A moment later the Fox grazed the small boat, and both lads leaped for their lives. They reached the launch, clung to her, and she turned and raced away from the fatal ledge, upon which the waves flung the deserted boat.
The storm that had risen in the night passed swiftly with the coming of morning. In the Reach there were no heavy swells, for the wind had been in the wrong direction to send a heavy sea rolling in there.
The sun rose clear just as a small steam launch rounded the northern end of the Isle au Haut. A mile away to the northwest a yacht under full sail was making toward Deer Island.
“That is the White Wings,” said Frank Merriwell, who was at the wheel of the Fox, grim determination expressed on his handsome face. “Those lobster fishermen told us the truth when they said they had seen her leaving the island with the first peep of day.”
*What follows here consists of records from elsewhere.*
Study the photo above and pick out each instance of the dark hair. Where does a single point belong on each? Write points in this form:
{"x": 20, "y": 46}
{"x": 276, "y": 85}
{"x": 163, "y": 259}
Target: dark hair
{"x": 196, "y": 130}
“There is a clear course between us,” declared Howard Dustan, who was studying a chart of the bay. “Hold straight for her, Merriwell.”
Hodge, Diamond and Wallace were also on the launch. Bart had not been seriously injured in the encounter the previous night, and he had found a rock to which he could cling after being flung from the bank into the cove.
While Bart was clinging there, the Fox came creeping back into the cove, and he was taken on board. But Merriwell had been overcome, and when the boys went to his rescue they were too late. They saw through the darkness the boat that was carrying Frank off to the White Wings. Then they hurried back to the Fox, and backed out of the cove without delay.
Dustan explained the disappearance of the launch by saying that, after Bart and Frank went ashore, they heard some men talking and knew they were looking for the launch by circling the shore of the island. As quietly as possible he and Diamond had pushed the Fox out of the cove.
Knowing Frank was a captive and had been taken on board the White Wings, the boys ran round the island in the launch, intending to try to board the yacht and attempt to rescue Merriwell.
They were surprised to find the yacht under sail. Then they followed her in the little launch, the light that she carried enabling them to do so. As they carried no light, they were not discovered.